Alors justement, le marathon des Sables c’est en autonomie complète, donc on porte tout ce qu’on veut manger sur une semaine, sachant qu’on doit avoir un minimum de 2000 calories par jour, c’est le minimum pour être autorisé à prendre le départ. En fait, en amont on a tous du lyophilisé, c’est ce qu’il y a de plus facile à transporter et de plus léger, et en fait, pour que ça rentre dans le sac, on est obligé de tout reconditionner, re-compacter, de faire du sous-vide, d’enlever tout l’air pour essayer de compartimenter, de faire chaque jour différent avec chaque repas. Donc il y a vraiment beaucoup d’organisation en amont, c’est vrai que ça m’avait pris pas mal de temps, puis je pense que c’est pour tout le monde pareil, parce qu’on a toujours peur de manquer. Moi, j’avais vraiment peur de manquer de calories, et au final 2000 calories par jour c’est vraiment le minimum. On ne peut pas faire moins, en sachant que je pense que c’est le minimum pour un sédentaire, 2000 calories, ce n’est vraiment pas beaucoup. Donc j’avais essentiellement misé sur du lyophilisé pour tout ce qui est repas en dehors de l’effort, et pendant l’effort je prenais un peu ce que je prends habituellement : de la boisson d’hydratation, avec Meltonic notamment, et des barres et des trucs un petit peu plaisir quand on peut se le permettre. Mais c’est vrai qu’on veut tellement faire tout léger, qu’au départ on prévoit les choses, puis en fait on les enlève parce qu’on se dit “non, mon sac est trop lourd”, on fait des petits ajustements. On est vraiment obligé de prendre le minimum au niveau alimentation et hydratation, parce que l’organisation ne nous donne vraiment rien à part de l’eau.
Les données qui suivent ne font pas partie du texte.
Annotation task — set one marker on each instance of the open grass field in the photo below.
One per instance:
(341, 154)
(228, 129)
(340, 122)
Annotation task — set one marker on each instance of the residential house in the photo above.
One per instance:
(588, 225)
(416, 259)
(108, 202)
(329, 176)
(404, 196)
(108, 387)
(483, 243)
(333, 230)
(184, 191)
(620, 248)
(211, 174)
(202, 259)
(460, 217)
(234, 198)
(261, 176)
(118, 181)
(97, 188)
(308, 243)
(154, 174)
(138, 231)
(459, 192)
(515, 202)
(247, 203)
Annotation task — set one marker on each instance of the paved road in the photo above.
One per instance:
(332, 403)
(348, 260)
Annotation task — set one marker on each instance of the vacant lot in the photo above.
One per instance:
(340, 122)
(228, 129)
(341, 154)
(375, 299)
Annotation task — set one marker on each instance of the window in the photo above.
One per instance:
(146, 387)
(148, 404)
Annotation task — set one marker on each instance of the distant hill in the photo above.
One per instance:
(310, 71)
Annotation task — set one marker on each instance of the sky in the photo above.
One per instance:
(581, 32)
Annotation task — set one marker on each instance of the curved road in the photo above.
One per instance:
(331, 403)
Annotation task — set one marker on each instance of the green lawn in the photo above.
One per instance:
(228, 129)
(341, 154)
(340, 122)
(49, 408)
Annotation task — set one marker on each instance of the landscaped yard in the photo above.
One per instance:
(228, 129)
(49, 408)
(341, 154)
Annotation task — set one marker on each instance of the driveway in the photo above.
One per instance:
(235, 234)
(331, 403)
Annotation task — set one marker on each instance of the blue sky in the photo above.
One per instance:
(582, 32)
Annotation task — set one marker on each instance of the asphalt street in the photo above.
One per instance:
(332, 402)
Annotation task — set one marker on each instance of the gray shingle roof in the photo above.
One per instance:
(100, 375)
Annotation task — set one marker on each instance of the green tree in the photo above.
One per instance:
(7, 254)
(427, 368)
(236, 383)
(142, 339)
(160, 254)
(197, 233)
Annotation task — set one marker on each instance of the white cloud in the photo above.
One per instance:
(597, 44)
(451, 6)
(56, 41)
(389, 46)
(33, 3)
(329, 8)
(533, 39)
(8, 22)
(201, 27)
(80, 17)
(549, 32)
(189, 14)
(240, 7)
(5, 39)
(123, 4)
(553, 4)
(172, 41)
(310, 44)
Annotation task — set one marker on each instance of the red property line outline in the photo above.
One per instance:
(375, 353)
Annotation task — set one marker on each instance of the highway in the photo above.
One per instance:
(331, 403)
— Comment avez-vous appréhendé le retour à la vie réelle ?

Déjà, il y a le fait de revenir en France, on est au Maroc. Le Maroc, c’est vraiment une culture particulière, c’est une énergie différente, le désert aussi c’est très calme, très paisible, il y a des grandes étendues, on est vraiment dans un environnement entre nous, dans notre petite bulle. Donc c’est vrai qu’il faut reconnecter avec nos environnements à chacun. Il y a ça, et après on est, comme toutes courses je pense, il y a le petit effet retour, on a atteint un objectif, je pense que pour tout le monde, c’est important de refixer un autre objectif pour repartir sur une nouvelle dynamique de préparation. On a tous besoin, les coureurs de manière générale, ont besoin de défis et d’objectifs personnels, professionnels, sportifs. Et je pense qu’il y a peut-être un petit temps de réadaptation entre, mais il y a toujours l’après qui est chouette aussi, parce qu’on raconte à nos proches, on reçoit les photos au fur et à mesure… Puis on a gardé beaucoup de contacts avec mon équipe, on a créé des groupes sur WhatsApp. Il y a quand même ce côté très sympa d’après où on se donne des nouvelles, on reste en contact, on voit comment on récupère etc. Je pense qu’à la fin, il y a une notion, effectivement, de se refixer des objectifs, digérer physiquement et mentalement cet effort qui est quand même difficile. Et puis il y a aussi le partage, on découvre les vidéos de l’épreuve, parce que quand on était sur place, on était quand même pas mal déconnectés. On n’avait pas nos téléphones, on avait accès, pour certains, de manière très réduite au wifi de la presse, mais c’était vraiment un minimum. Donc on n’a pas trop conscience de tout ce qui c’était dit autour de l’événement, des vidéos qui avaient circulé. Donc l’après est chouette pour ça aussi, parce qu’on se replonge un peu dans l’aventure de manière différente, avec un regard extérieur. Mais c’est sûr qu’il faut reconnecter, parce qu’on est vraiment dans un événement complètement isolé, et vraiment différent.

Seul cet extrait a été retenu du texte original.